The comedian and Editor of Private Eye, Ian Hislop, and his deputy Francis Wheen have quit Index of Censorship in protest after Steve Coogan became a patron of the charity.
Hislop and Wheen argue that Coogan’s funding and backing of the Hacked Off campaign, which supports the implementation of the Leveson Inquiry’s recommendations for a cross-party Royal Charter on press regulation, is morally incompatible with Index on Censorship’s opposition to the measures.
The Royal Charter has been widely opposed by newspapers and magazines as an attack on freedom of the press by the state, and have vowed to set up their own alternative regulator.
Index on Censorship’s chief executive, Jodie Ginsberg, has defended Coogan’s support, arguing that he presents no threats to the organisation’s values, which she insists have not changed. Ms Ginsberg said: “Free speech depends on open debate with people who may have points of view you disagree with. We regret that Ian and Francis have chosen to resign from our wide group of patrons. We have made it clear from the outset that we will not be changing our position on the Royal Charter.”

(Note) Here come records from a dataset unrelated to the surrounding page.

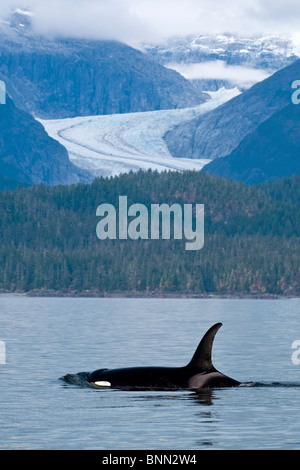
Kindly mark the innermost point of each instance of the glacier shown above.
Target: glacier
(108, 145)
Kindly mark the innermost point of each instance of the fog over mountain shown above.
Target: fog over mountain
(66, 77)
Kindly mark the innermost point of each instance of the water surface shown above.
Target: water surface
(47, 338)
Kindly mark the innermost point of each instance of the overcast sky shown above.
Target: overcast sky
(134, 21)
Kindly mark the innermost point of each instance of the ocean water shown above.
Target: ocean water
(45, 339)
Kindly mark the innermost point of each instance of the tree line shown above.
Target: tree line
(48, 241)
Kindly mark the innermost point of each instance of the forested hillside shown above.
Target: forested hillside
(48, 241)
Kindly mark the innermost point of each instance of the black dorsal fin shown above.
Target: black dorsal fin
(202, 357)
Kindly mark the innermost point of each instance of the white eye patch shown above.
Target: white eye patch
(103, 383)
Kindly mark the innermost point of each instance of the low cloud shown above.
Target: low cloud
(219, 70)
(135, 21)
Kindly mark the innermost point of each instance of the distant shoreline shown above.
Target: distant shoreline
(150, 295)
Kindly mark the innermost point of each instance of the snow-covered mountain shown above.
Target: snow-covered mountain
(213, 61)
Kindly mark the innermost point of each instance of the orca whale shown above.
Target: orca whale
(197, 374)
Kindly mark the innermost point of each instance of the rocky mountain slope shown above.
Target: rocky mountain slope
(28, 155)
(233, 54)
(269, 152)
(219, 132)
(58, 78)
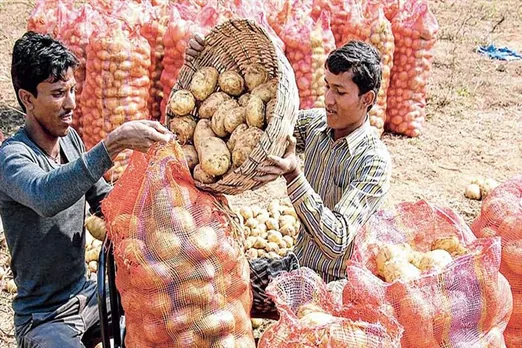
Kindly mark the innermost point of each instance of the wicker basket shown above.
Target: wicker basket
(232, 46)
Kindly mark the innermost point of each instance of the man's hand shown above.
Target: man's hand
(136, 135)
(274, 166)
(195, 46)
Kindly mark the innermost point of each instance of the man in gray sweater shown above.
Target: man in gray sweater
(46, 177)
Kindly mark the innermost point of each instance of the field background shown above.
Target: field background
(474, 114)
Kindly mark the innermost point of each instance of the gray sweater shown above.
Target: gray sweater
(42, 206)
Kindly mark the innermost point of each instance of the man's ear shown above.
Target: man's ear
(369, 98)
(27, 99)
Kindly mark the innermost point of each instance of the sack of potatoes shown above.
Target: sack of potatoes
(232, 106)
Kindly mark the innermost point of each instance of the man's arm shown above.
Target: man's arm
(48, 193)
(334, 230)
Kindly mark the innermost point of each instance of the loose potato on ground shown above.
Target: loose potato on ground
(255, 112)
(266, 91)
(200, 175)
(231, 143)
(231, 83)
(190, 155)
(218, 120)
(243, 100)
(203, 130)
(234, 118)
(210, 105)
(214, 156)
(255, 75)
(204, 82)
(184, 128)
(182, 102)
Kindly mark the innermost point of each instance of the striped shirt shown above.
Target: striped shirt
(343, 184)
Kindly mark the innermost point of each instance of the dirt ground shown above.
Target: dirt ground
(474, 113)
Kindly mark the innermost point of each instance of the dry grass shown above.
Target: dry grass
(474, 112)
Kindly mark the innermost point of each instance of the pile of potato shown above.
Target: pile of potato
(269, 232)
(221, 117)
(401, 262)
(479, 188)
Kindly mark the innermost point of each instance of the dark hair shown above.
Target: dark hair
(37, 58)
(363, 60)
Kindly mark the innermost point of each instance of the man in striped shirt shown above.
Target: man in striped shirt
(347, 168)
(346, 171)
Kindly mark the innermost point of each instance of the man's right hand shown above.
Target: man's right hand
(195, 46)
(136, 135)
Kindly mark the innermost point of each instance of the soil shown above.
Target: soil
(474, 114)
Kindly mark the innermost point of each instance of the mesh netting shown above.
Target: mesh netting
(501, 215)
(467, 303)
(310, 317)
(183, 280)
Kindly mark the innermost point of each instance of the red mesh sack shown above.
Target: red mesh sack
(183, 279)
(154, 30)
(183, 25)
(501, 215)
(464, 302)
(414, 29)
(75, 35)
(367, 23)
(49, 16)
(310, 317)
(307, 45)
(116, 87)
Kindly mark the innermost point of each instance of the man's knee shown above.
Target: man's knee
(51, 335)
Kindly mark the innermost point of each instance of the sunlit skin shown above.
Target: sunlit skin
(345, 111)
(49, 114)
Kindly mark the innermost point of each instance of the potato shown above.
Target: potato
(231, 143)
(210, 105)
(203, 131)
(182, 102)
(234, 118)
(251, 253)
(190, 155)
(260, 243)
(472, 192)
(255, 112)
(250, 138)
(204, 82)
(270, 109)
(400, 269)
(437, 259)
(231, 83)
(200, 175)
(255, 75)
(218, 120)
(246, 212)
(243, 100)
(266, 91)
(184, 128)
(214, 156)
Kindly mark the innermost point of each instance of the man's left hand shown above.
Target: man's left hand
(275, 166)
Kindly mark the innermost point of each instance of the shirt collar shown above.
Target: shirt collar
(355, 138)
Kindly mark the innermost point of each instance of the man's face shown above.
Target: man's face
(345, 109)
(53, 108)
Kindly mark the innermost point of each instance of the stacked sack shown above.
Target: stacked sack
(414, 29)
(183, 279)
(423, 265)
(501, 215)
(116, 87)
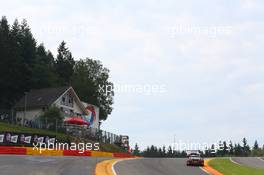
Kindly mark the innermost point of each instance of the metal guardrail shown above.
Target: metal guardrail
(80, 131)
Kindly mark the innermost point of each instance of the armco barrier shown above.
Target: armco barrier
(35, 152)
(31, 151)
(76, 153)
(101, 154)
(12, 150)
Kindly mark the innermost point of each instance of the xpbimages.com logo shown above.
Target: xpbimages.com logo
(80, 147)
(145, 89)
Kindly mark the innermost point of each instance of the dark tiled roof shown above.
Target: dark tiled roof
(37, 98)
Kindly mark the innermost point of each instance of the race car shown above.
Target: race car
(195, 159)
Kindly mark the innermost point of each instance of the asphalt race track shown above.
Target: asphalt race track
(47, 165)
(249, 161)
(156, 166)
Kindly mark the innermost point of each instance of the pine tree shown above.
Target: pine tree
(64, 64)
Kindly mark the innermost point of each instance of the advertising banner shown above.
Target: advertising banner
(16, 139)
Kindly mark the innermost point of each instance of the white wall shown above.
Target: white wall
(76, 109)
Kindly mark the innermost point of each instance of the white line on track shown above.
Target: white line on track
(260, 158)
(204, 170)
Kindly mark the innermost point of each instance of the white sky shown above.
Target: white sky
(207, 54)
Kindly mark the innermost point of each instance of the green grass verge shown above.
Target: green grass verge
(226, 167)
(60, 136)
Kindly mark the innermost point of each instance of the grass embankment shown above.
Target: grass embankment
(226, 167)
(4, 127)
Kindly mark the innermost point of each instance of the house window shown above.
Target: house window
(63, 100)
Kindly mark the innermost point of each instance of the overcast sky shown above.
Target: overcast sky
(203, 59)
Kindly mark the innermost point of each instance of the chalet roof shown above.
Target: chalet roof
(37, 98)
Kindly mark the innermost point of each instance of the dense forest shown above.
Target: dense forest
(223, 149)
(25, 65)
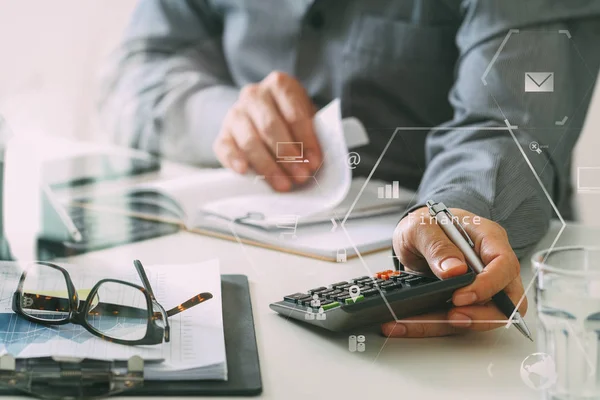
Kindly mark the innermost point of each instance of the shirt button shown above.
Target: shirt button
(316, 20)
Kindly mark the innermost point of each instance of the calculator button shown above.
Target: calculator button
(335, 285)
(306, 302)
(369, 292)
(325, 302)
(317, 290)
(343, 298)
(374, 282)
(351, 301)
(296, 297)
(325, 293)
(333, 294)
(331, 305)
(390, 288)
(359, 279)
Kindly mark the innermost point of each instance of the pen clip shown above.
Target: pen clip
(435, 208)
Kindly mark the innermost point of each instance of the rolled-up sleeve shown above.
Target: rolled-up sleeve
(475, 162)
(167, 88)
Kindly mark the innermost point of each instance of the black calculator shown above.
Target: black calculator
(366, 300)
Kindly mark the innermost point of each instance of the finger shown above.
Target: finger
(427, 325)
(229, 154)
(483, 317)
(274, 131)
(425, 238)
(297, 109)
(257, 154)
(501, 269)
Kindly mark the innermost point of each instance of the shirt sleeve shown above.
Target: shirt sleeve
(475, 162)
(167, 88)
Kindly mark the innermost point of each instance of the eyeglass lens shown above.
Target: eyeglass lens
(45, 295)
(120, 312)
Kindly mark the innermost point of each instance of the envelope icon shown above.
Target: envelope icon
(539, 81)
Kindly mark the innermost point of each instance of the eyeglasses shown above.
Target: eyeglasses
(114, 310)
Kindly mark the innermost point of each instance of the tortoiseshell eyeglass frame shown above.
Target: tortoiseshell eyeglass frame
(77, 310)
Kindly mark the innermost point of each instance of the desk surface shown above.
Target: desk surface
(299, 362)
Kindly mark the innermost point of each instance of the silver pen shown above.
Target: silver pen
(461, 239)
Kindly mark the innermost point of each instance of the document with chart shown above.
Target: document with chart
(196, 349)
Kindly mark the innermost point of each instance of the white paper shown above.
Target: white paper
(197, 336)
(330, 187)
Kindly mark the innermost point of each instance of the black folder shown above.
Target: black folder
(240, 345)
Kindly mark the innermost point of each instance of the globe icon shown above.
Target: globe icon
(538, 371)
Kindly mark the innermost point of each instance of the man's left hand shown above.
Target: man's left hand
(422, 246)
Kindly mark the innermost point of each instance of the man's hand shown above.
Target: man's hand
(421, 245)
(275, 110)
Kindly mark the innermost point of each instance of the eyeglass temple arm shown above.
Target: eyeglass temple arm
(61, 304)
(194, 301)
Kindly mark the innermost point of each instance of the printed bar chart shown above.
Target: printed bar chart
(389, 191)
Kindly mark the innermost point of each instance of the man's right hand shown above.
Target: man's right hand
(277, 109)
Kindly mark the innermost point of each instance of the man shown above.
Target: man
(237, 77)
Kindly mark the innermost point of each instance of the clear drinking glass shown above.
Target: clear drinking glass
(568, 309)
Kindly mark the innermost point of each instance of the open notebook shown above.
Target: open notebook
(305, 221)
(197, 346)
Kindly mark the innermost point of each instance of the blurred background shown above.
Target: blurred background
(52, 52)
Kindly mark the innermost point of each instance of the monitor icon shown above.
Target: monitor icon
(290, 152)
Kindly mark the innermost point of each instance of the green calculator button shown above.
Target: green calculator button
(358, 298)
(330, 305)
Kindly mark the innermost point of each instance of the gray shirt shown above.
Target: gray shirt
(456, 70)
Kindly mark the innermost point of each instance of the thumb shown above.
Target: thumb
(443, 257)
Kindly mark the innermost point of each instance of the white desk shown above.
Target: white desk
(299, 362)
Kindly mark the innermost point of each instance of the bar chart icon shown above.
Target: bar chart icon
(389, 191)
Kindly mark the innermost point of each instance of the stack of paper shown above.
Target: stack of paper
(197, 346)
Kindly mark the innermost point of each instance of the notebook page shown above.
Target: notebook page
(329, 189)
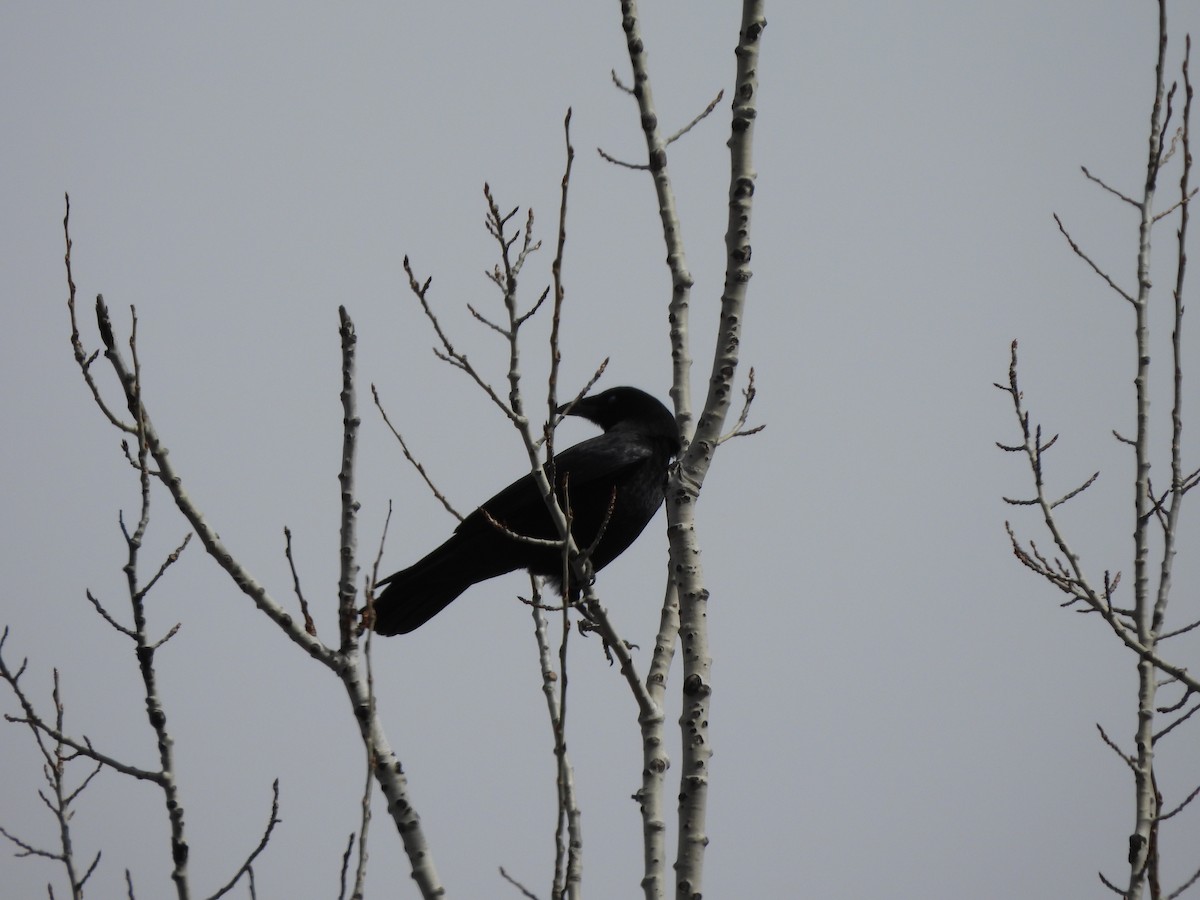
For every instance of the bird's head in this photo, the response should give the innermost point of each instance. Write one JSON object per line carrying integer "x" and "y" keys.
{"x": 625, "y": 408}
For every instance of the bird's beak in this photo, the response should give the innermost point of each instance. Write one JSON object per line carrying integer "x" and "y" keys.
{"x": 571, "y": 408}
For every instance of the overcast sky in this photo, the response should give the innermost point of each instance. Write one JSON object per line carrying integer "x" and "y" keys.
{"x": 899, "y": 708}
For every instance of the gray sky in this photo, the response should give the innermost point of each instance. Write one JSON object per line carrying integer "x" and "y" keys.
{"x": 899, "y": 708}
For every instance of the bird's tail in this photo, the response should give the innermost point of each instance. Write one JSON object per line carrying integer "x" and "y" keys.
{"x": 411, "y": 600}
{"x": 417, "y": 594}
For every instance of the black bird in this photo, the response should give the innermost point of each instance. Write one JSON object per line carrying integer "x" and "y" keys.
{"x": 624, "y": 468}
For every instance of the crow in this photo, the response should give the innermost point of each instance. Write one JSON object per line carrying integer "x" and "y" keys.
{"x": 615, "y": 480}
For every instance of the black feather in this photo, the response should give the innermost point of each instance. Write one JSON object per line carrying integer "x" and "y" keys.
{"x": 624, "y": 469}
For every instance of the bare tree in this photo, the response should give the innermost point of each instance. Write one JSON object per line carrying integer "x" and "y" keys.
{"x": 1138, "y": 616}
{"x": 348, "y": 657}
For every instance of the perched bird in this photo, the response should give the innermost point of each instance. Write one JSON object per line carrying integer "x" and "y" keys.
{"x": 624, "y": 469}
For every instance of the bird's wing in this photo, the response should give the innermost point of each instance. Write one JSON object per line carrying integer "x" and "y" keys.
{"x": 601, "y": 459}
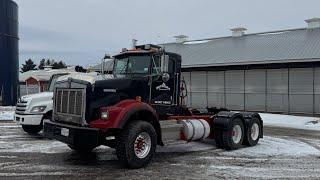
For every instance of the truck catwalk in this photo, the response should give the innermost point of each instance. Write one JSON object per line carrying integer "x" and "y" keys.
{"x": 283, "y": 153}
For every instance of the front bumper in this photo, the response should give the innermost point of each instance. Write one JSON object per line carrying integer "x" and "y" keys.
{"x": 26, "y": 119}
{"x": 72, "y": 135}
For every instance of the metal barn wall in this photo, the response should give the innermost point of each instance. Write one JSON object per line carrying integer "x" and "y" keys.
{"x": 9, "y": 59}
{"x": 289, "y": 91}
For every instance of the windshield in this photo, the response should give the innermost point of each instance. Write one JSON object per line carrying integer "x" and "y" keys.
{"x": 52, "y": 82}
{"x": 132, "y": 66}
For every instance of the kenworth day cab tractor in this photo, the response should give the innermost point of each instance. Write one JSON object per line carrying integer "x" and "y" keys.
{"x": 139, "y": 107}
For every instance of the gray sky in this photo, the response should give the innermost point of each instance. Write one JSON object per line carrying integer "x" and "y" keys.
{"x": 79, "y": 32}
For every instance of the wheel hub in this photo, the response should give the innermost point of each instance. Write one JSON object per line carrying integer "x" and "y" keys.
{"x": 255, "y": 131}
{"x": 142, "y": 145}
{"x": 236, "y": 134}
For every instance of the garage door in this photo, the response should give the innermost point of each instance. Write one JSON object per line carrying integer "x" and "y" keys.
{"x": 235, "y": 90}
{"x": 186, "y": 78}
{"x": 301, "y": 90}
{"x": 317, "y": 90}
{"x": 277, "y": 90}
{"x": 255, "y": 88}
{"x": 216, "y": 89}
{"x": 198, "y": 90}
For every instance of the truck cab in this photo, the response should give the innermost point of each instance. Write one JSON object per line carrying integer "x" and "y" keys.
{"x": 32, "y": 109}
{"x": 138, "y": 107}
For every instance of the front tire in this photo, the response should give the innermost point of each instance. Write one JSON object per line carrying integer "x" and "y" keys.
{"x": 136, "y": 144}
{"x": 32, "y": 129}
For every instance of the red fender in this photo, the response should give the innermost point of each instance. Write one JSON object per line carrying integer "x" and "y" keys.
{"x": 120, "y": 113}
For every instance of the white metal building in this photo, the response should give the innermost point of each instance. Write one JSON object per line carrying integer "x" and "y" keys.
{"x": 275, "y": 71}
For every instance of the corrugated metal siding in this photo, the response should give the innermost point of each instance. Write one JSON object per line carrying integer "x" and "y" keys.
{"x": 301, "y": 90}
{"x": 255, "y": 90}
{"x": 266, "y": 90}
{"x": 234, "y": 90}
{"x": 277, "y": 90}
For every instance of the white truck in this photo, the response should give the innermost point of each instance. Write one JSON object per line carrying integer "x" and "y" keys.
{"x": 32, "y": 109}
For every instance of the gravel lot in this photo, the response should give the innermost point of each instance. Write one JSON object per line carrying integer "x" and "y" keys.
{"x": 283, "y": 153}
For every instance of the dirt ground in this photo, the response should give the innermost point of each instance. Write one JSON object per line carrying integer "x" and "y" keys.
{"x": 283, "y": 153}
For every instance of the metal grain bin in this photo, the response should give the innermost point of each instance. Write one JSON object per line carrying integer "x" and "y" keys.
{"x": 9, "y": 49}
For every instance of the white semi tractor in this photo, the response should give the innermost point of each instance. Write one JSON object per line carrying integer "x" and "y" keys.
{"x": 32, "y": 109}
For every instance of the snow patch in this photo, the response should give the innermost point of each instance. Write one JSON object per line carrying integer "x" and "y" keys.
{"x": 288, "y": 121}
{"x": 197, "y": 42}
{"x": 7, "y": 113}
{"x": 270, "y": 146}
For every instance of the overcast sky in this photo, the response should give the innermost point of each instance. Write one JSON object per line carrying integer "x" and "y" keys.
{"x": 79, "y": 32}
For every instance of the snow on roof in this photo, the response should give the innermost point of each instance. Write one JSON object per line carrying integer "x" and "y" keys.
{"x": 258, "y": 48}
{"x": 43, "y": 75}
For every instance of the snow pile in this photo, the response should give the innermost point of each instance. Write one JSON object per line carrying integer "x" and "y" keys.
{"x": 269, "y": 146}
{"x": 295, "y": 122}
{"x": 182, "y": 147}
{"x": 7, "y": 113}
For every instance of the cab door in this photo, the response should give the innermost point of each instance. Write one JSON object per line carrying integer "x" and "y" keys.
{"x": 162, "y": 93}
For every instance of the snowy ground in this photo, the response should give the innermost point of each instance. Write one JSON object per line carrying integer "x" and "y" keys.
{"x": 285, "y": 155}
{"x": 288, "y": 121}
{"x": 6, "y": 113}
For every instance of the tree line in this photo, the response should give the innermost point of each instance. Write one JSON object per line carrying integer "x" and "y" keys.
{"x": 31, "y": 65}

Despite Ms Ginberg’s assurances, it seems self-evident that Coogan’s patronage creates a contradiction. The situation questions the extent to which organisations are defined by their patrons, who can provide significant revenue streams. It is difficult to fathom why Coogan is pledging his support to two organisations working to implement measures in such stark and mutually exclusive opposition. While Index on Censorship campaigns and writes on a wide range of freedom of expression issues, the organisation is known to be one of the UK’s most vocal organisations in its opposition to the Royal Charter.
Hislop and Wheen’s protest resignations will have short term effects, and it is unfortunate that their acts don’t seem to have had the desired effect on Index on Censorship. I hope that Hislop and Wheen choose to patronise an alternative organisation, with which they might find more moral compatibility. Enter English PEN, stage left.
Seb Brixey-Williams was Chair of York PEN between 2012-2013, and writes on a range of political and ethical issues.